A clear understanding of mountain ecosystems, the species that formed part of them, what roles they filled, and how they worked, was essential, Clark averred, for sensible and informed land management decisions.
“To what extent do exotic timber plantations threaten soil resilience and pose unnatural fire hazards? How much grazing pressure can montane grasslands bear? What species are under especial threat from invasive aliens, and what domino effect could that have?

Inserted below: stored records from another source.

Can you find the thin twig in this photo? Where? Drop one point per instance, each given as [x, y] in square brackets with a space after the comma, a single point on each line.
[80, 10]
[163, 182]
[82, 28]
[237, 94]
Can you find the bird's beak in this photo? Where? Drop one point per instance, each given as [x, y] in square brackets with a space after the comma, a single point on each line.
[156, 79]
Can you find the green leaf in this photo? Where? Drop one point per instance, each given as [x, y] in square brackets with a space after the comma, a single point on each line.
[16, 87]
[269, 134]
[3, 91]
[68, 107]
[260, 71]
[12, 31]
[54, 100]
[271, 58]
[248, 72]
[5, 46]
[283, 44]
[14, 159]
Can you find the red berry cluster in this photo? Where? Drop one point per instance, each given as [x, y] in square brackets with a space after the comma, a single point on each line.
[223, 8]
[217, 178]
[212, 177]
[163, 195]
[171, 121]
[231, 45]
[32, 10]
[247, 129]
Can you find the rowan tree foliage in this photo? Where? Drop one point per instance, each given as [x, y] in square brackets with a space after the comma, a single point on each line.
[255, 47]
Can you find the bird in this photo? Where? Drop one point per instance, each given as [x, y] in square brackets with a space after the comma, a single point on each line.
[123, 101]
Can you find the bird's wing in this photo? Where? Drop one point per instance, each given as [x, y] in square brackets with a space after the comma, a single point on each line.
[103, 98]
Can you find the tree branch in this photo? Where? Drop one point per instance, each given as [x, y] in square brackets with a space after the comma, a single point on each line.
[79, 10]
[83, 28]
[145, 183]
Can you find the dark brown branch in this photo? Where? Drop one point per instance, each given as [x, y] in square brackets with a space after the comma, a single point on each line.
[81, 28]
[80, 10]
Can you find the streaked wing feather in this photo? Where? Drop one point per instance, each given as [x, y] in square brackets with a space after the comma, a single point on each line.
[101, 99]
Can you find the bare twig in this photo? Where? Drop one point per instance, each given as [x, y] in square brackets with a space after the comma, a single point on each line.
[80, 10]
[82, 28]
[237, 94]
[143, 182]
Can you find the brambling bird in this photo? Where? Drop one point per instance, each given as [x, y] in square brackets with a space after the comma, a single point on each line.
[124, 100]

Should we impose limits or conditions on recreational uses of mountain environments?
“We need to understand what to protect, what to prioritise and how to protect what can still be protected,” said Urbach.
In South Africa’s case, each province has its own legislation controlling the collection, import and export of plants and animals.
Clarke noted that this legislation was often complex to navigate for collections staff and researchers. For some provinces, the ordinances predate the political transition of 1994 and are applicable to the former homelands.
For example, the Eastern Cape currently operates under three outdated ordinances (Transkei, Ciskei and Cape Province), and how these are interpreted is unclear.
The North West province has a similar challenge with its ordinances coming from Bophuthatswana, the Transvaal and the Cape Province.
Some provinces have drafted new biodiversity legislation in the form of an Act but these are not yet in force, particularly in North West and KwaZulu-Natal.
Of course, the UFS considers it vital that countries and provinces have regulations in place to protect biodiversity – especially from commercial exploitation, whether small-scale or large.
“But it creates an arduous and challenging situation for researchers who need to collect samples, often of species they have not seen before, and which may well be part of a group that is protected, and take them – sometimes across provincial or national boundaries – to labs where they can figure out what they are and how they fit into the ecosystem,” Clarke explained.
It could take as long as nine months to get the necessary permits for mountain-based research.
Additionally, Clarke noted that virtually all Southern African mountains are trans-provincial or trans-national systems, making permit processes that much more laborious to achieve, and often resulting in some mountain sections being much better understood than other parts of the same mountain but under another territorial domain.
Clark and Urbach have appealed to government to gather with parastatals, academic institutions and other research organisation to discuss how the processes around mountain biodiversity research can be made easier, quicker and less costly.
“Our mountain biodiversity is under immediate threat from land-use changes, encroachment by human settlements, pollution and the broad changes triggered by the climate crisis.
“Understanding what we’re at risk of losing and how it supports us is urgent; making the process quicker and easier should have public and political support,” the experts concluded.